Talking of which the new people over the road, who live next door to mummy (her mummy), have gone off on holiday with the parents and left the cat in the house. It's driving me potty. She is sitting in the front bedroom window and prowls from end to end. Pictures of People">Lady came today to trim the grass, but neither me nor her-n-door have seen anyone else come to see to the moggy.
Roam alone...
The family, on the whole are very casual when it comes to their animals. Others might dimly remember my saga with Leo, a black kitten that turned up on the flat roof outside this window, one summer, and went meep-meeep for hours on end. As it was a kitten DaftCat treated it with caution.
I let it in.... It belted to DC's bowl and hoovered up the food in a winking, then swam in the milk, drank it up, staggered off, clambered on a chair and went to sleep.
Gloooom!! It's moved in!!
It was a VERY friendly, pretty kitten. Black and fluffy. House trained, the lot. It had a collar. Leo, and a telephone number in Milton Keynes. 8(((
I did all the usual rounds, post cards in shops, telephoned all the vets and naturally called M Keynes on a regular basis. Nobody was there. We decided they must have moved to this area and the kitten got lost.
I redoubled my search efforts moving further afield.
A week passed...
Knock on the door and there was the young lad from over the road 'I understand you have our cat, Leo?'
'Uh? Yes! He's upstairs, I think... hold on...'
I returned with Leo but the lad had gone. He came over with a carrier bag full if food. 'It's my sister's cat. He has four kitten sachets a day, water and don;t let him on the furniture...'
And back home went he.
As this twit went to college and sometimes didn't return until midnight I decided leo could stay put..
Boggle!
They were, very small sachets of food.
Leo had been sharing DC's food and was plumper and happier and slept on the bed, played on the sofa and ran up and down the curtains and the tree in the back garden and got stuck. He tormented DC who never bashed back just hid, and he took over all the mousy toys. He was a happy cat.
A week passed....
Knock on the door and there was the poison dwarf herself. 'Can I have Leo now, my daughter's going back to Milton Keynes in a couple of minutes....' I produced Leo
Not so much as a thank you...
Not from any of them.
About six months later the posty asked me if I would hold a parcel for them. A bloody HUGE parcel, hardy pick-upable.
I dropped a note through their letter box.
Nothing happened.
The end of the next day (wednesday) I hauled it over the road and the man said 'Oh, it's for my son, who is on holiday. I thought it might as well stay there until he came back...' On Saturday...
Siiiiigh.
They have a terribly modern and posh (and larger) kitchen. You never see anyone cooking in it though. Ten minutes is the longest anyone stays in there... ever...
They spend far longer than that tarting up their caravan and taking up half the road.
We don't likes em, we don't.
Why ever not? They don't sound like much trouble.
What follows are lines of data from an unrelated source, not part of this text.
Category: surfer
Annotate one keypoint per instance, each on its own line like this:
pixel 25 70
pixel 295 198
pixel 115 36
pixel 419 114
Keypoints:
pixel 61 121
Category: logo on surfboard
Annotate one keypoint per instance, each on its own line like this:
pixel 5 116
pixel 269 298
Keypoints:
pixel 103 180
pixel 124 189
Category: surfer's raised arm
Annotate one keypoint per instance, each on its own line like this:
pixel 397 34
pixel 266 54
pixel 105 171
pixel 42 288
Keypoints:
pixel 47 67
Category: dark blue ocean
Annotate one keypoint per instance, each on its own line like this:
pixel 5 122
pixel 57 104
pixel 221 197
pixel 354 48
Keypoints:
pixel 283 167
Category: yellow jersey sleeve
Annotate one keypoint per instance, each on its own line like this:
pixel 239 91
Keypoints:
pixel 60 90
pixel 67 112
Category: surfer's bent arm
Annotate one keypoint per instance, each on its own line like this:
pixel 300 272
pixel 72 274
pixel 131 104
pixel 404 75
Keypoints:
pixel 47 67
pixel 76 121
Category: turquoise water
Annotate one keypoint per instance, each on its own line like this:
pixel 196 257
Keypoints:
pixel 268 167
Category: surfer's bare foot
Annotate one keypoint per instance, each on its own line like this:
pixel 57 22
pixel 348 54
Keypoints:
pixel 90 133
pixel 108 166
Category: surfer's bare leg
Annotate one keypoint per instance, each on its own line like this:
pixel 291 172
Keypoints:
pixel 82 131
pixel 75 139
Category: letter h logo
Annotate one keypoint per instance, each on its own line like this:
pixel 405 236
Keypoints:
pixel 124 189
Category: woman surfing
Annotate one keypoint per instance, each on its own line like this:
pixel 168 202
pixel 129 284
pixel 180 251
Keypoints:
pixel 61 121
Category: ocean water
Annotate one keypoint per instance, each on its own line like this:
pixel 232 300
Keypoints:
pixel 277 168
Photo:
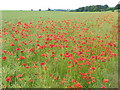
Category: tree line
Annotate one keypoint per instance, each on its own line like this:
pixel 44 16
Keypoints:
pixel 92 8
pixel 96 8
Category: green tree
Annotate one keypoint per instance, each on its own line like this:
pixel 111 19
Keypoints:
pixel 49 9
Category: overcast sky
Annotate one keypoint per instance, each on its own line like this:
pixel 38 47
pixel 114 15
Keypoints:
pixel 52 4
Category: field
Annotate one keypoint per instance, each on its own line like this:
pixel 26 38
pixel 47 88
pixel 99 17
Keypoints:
pixel 59 49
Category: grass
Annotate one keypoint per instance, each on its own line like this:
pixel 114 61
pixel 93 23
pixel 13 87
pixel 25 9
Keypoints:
pixel 59 49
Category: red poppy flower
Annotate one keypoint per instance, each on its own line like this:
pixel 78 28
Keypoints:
pixel 42 63
pixel 4 58
pixel 8 79
pixel 105 80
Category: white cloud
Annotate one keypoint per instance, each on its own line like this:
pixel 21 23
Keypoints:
pixel 53 4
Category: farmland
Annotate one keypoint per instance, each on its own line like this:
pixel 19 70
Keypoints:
pixel 59 49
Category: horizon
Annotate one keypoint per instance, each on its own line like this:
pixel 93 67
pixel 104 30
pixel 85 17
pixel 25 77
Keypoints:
pixel 52 4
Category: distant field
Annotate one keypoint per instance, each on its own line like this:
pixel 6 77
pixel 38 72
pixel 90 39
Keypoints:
pixel 59 49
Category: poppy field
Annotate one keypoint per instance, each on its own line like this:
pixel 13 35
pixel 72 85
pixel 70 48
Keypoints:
pixel 59 49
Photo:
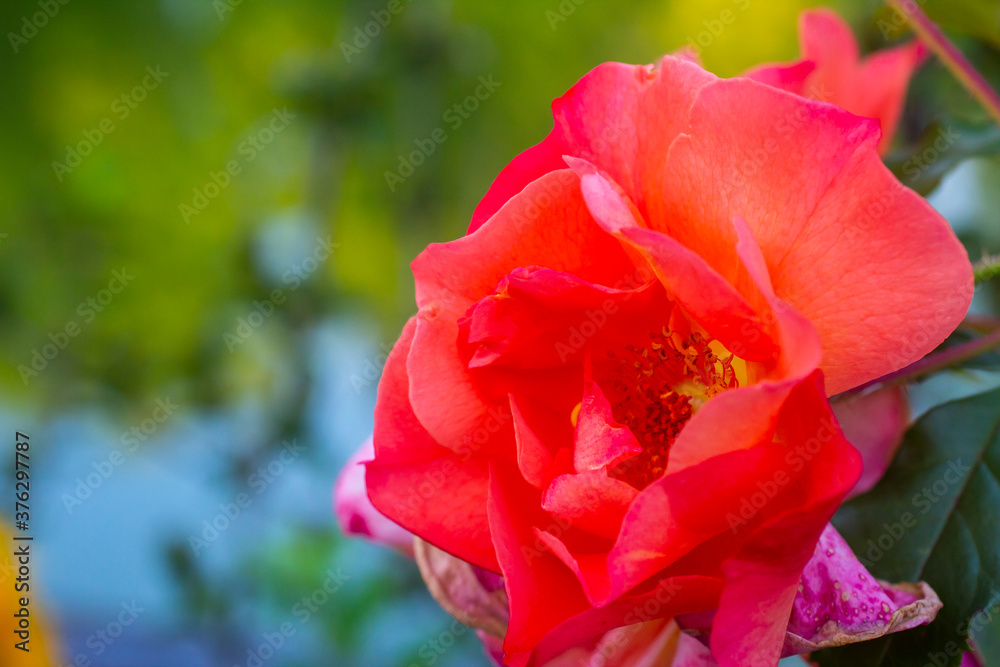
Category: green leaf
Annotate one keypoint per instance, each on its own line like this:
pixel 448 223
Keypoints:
pixel 934 517
pixel 988 361
pixel 940 148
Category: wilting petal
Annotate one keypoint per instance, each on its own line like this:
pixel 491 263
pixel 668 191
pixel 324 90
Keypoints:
pixel 749 627
pixel 460 589
pixel 839 602
pixel 355 511
pixel 874 423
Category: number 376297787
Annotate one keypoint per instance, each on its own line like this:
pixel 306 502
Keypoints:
pixel 22 476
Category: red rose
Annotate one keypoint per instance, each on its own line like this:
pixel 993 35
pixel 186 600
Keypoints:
pixel 614 392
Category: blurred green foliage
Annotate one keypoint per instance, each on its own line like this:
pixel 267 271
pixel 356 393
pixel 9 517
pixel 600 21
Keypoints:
pixel 93 183
pixel 227 67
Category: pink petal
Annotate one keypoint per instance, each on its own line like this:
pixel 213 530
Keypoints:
pixel 355 512
pixel 600 440
pixel 875 424
pixel 459 589
pixel 546 225
pixel 839 602
pixel 846 205
pixel 622 117
pixel 426 488
pixel 590 500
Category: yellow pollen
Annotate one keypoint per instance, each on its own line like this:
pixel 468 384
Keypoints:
pixel 657 388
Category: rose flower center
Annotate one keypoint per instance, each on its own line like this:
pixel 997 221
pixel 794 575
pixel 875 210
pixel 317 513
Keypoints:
pixel 656 388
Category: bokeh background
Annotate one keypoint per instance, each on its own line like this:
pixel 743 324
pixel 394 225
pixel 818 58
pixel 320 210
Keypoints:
pixel 197 190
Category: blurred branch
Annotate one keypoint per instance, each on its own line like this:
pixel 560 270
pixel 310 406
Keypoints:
pixel 933 363
pixel 931 35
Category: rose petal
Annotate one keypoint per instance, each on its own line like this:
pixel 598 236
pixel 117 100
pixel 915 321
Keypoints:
pixel 839 602
pixel 355 511
pixel 874 423
pixel 458 588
Her-n-door comes round here to glower out of my bedroom widow and has asked me to put the lace curtains back up so she can use the binoculars again. She is sure 'they' have sneaked new fitted wardrobes into the spare room.
Jinglebells Drive. You can;t beat it.
When I were a lad...
Across the road lived the Harries - Harrieses? We were sure they had a telescope in the dormer window of their attic room.
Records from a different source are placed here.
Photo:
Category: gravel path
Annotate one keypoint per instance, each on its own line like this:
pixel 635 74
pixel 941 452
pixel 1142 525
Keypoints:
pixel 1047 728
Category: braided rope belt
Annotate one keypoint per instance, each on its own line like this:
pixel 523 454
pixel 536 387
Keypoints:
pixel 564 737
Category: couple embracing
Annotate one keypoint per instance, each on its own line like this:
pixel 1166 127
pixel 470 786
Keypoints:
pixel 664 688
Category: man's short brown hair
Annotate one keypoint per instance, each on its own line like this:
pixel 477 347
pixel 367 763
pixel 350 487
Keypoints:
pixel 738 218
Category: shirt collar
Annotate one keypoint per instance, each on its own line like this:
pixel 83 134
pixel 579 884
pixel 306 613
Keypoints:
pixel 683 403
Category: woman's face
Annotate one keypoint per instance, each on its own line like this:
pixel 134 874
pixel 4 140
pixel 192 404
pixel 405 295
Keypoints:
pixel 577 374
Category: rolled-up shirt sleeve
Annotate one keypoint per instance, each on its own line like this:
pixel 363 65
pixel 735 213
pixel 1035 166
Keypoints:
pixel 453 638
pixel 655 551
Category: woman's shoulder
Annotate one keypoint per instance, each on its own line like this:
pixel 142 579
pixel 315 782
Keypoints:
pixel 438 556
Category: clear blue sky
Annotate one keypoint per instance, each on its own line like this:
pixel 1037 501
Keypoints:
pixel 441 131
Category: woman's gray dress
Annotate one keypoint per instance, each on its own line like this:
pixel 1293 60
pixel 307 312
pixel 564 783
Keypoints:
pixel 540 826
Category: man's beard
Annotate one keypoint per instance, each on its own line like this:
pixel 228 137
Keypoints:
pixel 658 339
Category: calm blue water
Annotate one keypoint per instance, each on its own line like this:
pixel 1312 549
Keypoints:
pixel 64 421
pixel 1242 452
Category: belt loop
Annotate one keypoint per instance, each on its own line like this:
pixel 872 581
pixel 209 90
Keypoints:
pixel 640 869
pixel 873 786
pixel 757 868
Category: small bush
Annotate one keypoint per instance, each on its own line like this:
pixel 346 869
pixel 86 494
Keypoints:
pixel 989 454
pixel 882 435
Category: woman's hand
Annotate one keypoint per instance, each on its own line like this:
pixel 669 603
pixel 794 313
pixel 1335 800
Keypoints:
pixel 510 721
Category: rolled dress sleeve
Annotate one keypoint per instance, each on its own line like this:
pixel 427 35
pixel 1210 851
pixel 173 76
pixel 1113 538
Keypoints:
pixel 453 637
Every time anyone came or went, the curtains twitched, which kept them pretty-much a-flutter, as there were usually six of us and an au pair in the place, and my mother was a physioterrorist in private practice.
For long story reasons, at college I had sculpted a huge statue of a super-obese (nude) woman who sagged all over and whose every feature cascaded in folds.
One night we parked her on the seat of a friend's double-adult sidecar, and he went to work with it there for a week - in those days, plastic windows tended to get yellow and cloudy...
On the following Sunday morning it appeared, mushroom-like, on our front lawn, and the Harries' curtain had delerium tremens.